Days 3 and 4 were devoted to Critical Thinking. Day 3 was that beautiful Friday, so se moved class outdoors under a tree in the quad. The opener with the white things caught a few of us and I admitted that it caught me a couple of weeks ago as well. The students expanded on their definition of CT and worked with the handout on elements of thought and intellectual standards, looking for biases and assumptions in our readings. Readings chosen included Wes Moore (two groups), Jane English, “What do grown children owe their parents?” and Rousseau, the short section “the Right of Life and Death” from the Social Contract. I encouraged them to choose something short that expresses an opinion and gave them 15 minutes to apply the handout’s elements. This was effective. Even in the two fairly large groups, everyone listened and contributed, and at the end the variety of topics and discussions of bias were lively. Questions that came up were about the author Wes Moore telling the convict’s story when he was capable and literate enough to tell his own story, the content of the Jane English essay – owing versus what you would just do, out of love, and what claims parents have on an adult child’s life, and the right to preserve one’s own life.
One of the Wes Moore groups started with an interesting challenge – they decided not to go with the textbook on the basis that since it was put together specifically for Quinnipiac students, it was therefore biased. I asked the groups that did choose from the book if they agreed. While all agreed that it was pretty obviously put together for this course, they were not comfortable enough with the contents to argue that it was biased or not. Maybe this will tempt some of them to browse through and make up their own minds on the question.

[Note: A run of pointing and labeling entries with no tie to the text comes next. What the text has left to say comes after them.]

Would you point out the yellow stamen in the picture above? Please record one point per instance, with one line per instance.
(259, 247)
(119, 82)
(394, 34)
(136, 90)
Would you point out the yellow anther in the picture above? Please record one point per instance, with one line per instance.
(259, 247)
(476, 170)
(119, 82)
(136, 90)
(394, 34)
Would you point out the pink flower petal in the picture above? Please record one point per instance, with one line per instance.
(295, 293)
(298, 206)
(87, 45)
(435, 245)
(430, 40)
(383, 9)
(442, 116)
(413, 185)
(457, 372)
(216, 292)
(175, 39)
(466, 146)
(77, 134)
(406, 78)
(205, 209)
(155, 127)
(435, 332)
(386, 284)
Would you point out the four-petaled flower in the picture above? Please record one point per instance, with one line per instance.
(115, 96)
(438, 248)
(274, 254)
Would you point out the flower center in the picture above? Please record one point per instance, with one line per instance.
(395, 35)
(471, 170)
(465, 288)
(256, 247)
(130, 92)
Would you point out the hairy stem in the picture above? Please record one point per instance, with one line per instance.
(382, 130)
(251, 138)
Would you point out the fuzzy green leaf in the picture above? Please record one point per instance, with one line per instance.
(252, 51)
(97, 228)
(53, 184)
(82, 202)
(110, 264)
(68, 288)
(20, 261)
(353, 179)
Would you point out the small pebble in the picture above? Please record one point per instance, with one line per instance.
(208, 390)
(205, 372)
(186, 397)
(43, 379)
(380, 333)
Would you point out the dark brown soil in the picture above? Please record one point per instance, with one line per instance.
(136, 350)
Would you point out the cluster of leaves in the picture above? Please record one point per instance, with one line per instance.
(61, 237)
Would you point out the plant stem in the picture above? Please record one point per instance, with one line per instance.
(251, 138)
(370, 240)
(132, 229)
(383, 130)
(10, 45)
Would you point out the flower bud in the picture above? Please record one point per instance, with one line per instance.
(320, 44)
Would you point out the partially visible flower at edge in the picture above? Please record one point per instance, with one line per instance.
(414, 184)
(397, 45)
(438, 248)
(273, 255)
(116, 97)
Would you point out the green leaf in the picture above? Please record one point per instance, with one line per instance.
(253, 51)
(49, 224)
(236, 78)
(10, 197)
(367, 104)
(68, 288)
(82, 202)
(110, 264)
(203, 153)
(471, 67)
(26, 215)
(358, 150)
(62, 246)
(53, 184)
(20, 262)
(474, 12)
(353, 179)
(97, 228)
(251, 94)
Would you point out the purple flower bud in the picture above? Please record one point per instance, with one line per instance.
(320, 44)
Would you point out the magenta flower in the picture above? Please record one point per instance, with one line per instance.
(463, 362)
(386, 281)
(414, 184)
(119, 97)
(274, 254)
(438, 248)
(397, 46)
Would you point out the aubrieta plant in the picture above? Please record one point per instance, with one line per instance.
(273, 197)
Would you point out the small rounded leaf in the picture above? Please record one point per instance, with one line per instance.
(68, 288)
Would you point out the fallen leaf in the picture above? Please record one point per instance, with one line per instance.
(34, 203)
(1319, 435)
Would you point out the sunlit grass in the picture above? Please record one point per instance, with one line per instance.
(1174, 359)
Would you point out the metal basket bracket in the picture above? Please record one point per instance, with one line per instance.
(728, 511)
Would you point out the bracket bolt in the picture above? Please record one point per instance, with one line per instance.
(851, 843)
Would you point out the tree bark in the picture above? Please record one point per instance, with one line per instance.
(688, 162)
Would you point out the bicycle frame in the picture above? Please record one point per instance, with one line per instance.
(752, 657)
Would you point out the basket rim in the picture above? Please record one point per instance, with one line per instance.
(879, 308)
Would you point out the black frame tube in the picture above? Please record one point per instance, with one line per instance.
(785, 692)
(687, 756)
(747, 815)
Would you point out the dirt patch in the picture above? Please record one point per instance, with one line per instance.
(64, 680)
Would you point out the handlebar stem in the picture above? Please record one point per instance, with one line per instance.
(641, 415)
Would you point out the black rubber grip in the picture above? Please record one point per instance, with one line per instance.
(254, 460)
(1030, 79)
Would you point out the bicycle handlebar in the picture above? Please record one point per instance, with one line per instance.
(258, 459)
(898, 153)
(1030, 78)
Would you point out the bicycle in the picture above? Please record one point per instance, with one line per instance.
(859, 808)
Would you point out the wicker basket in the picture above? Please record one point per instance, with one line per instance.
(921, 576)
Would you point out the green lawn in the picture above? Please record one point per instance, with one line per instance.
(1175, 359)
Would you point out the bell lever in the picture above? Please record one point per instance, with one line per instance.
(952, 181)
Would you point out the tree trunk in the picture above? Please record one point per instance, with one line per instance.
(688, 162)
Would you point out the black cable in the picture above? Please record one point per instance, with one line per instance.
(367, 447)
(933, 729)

On Wednesday, it was just too hot, so we stayed inside. By three o’clock, most looked wilted, as I must have after a quick trot back to ABL for my QCards, which still didn’t unlock the classroom. Someone in one of the nearby offices had a card that would do it. I’m getting better at keeping my openers/new information short and to the point, so there’s plenty of time for the group activity. This worked out, even with a short discussion of how to post to journals on Blackboard and where to find the questions that I’m posing, at least for now. I hope that eventually the journals will become student-directed as well, and mentioned that eventually they may not all be reading the same thing at the same time. Even in our awkward classroom, groups formed and we got some interesting mini-lessons on fallacies. One group found a brief, unified example, working off an argument that “the sky is green” and having a green-sky quote for each fallacy. Another worked off propaganda posters, and it would have been nice to be set up to project from an iPhone to see their illustrations, although they described them well. I suspect that quite a few of the handouts from Friday got left behind, as some teams needed prodding to get them out and use them again. But all groups managed to scrounge one up and complete the task. The small-group work engages everyone and it was a little hard to reconvene the large group and end on time. That’s a good thing.
I love not fussing over the number of groups or their size. Molly sorts out major imbalances and I remind everyone to be sure that every student is welcomed into a group.
Molly and I both agreed that we do need to have some in-class time to get more comfortable with one another, without concentrating on content or tools. On Monday, we will take 20 minutes at the beginning of class for a more extended icebreaker or similar activity, then start on Design Thinking and Problem-Solving. Today, Friday, Janet Valeski will visit and lead the discussion on Information Fluency. My logic for scheduling it early is that information fluency is another application of critical thinking, and we will be getting into PSPs and the Wicked Problem soon enough.